Colpita la zona di Kerch: almeno quattro vittime e 28 feriti. Chiuso il ponte, disagi anche per i rifornimenti di carburante
MOSCA - Almeno quattro persone sono morte e 28 sono rimaste ferite in seguito a nuovi attacchi di droni ucraini sulla penisola di Crimea, annessa dalla Russia. Lo ha riferito questa mattina su Telegram il capo dell’amministrazione locale nominato da Mosca, Sergej Aksjonow, senza fornire ulteriori dettagli sugli obiettivi colpiti.

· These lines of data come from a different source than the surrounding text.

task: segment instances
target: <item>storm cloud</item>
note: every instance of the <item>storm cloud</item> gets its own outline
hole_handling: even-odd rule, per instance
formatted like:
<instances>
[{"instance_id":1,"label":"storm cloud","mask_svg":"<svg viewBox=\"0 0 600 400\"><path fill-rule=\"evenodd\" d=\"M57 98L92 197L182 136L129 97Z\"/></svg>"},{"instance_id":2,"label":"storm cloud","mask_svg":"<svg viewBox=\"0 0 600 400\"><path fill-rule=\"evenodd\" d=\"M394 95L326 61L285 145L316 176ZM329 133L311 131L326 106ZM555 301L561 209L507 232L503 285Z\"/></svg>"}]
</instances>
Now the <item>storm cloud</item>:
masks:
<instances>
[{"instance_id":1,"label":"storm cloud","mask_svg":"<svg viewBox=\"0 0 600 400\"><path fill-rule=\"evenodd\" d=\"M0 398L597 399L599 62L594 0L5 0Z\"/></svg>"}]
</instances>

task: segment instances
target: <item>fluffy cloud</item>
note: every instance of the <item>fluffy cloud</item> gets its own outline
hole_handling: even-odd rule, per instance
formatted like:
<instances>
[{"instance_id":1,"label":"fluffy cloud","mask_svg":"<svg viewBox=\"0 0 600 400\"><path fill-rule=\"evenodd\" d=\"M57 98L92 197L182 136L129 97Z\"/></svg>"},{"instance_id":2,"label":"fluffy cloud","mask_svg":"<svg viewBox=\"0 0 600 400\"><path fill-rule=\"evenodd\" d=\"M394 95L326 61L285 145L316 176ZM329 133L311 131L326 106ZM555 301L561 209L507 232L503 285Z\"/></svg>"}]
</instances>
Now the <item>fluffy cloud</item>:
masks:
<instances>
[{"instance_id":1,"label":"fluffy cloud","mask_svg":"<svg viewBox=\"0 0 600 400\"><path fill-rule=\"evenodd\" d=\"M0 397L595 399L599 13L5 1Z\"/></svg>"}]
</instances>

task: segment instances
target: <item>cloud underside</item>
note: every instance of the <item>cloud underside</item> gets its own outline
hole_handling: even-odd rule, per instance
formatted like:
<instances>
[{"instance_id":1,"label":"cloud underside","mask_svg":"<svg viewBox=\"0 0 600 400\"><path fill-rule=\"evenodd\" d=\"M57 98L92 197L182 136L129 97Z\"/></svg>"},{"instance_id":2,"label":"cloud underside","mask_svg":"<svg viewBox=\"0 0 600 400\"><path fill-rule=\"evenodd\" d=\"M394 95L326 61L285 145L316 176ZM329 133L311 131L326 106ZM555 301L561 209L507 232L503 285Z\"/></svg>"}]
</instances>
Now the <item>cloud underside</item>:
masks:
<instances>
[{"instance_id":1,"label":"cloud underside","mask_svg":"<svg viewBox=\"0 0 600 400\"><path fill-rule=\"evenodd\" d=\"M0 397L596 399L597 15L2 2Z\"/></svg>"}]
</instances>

Secondo informazioni diffuse sui social network, diverse esplosioni e incendi si sarebbero verificati in varie aree della regione, in particolare nella zona portuale di Kerch. Nel terminal dei carburanti della città sarebbe scoppiato un incendio, con una vasta nube di fumo visibile sopra la zona, come riportato dal canale Telegram “Krymski Weter”. Le notizie non possono essere verificate in modo indipendente.
Durante la notte le autorità hanno disposto la chiusura al traffico automobilistico del ponte di Crimea, che collega Kerch alla terraferma russa. Anche il porto di Kawkas, sul lato russo dello stretto, sarebbe stato colpito. Nell’area si trovano un terminal di carburanti e un deposito di petrolio. Da settimane Kiev intensifica gli attacchi con l’obiettivo dichiarato di interrompere le linee di rifornimento verso la penisola.
La situazione sta incidendo anche sulla disponibilità di carburante. Il governatore di Sebastopoli nominato da Mosca, Michail Raswoschajew, ha segnalato ritardi nelle consegne e l’annullamento della distribuzione di benzina agli automobilisti prevista per domenica. Il rifornimento resta garantito solo ai servizi operativi.
Le ripercussioni potrebbero estendersi al settore turistico: secondo le autorità locali, milioni di visitatori potrebbero rinunciare a recarsi in Crimea durante l’estate a causa degli attacchi e delle difficoltà nei rifornimenti. La Russia ha annesso la penisola nel 2014 e la utilizza come base strategica nel conflitto in corso con l’Ucraina.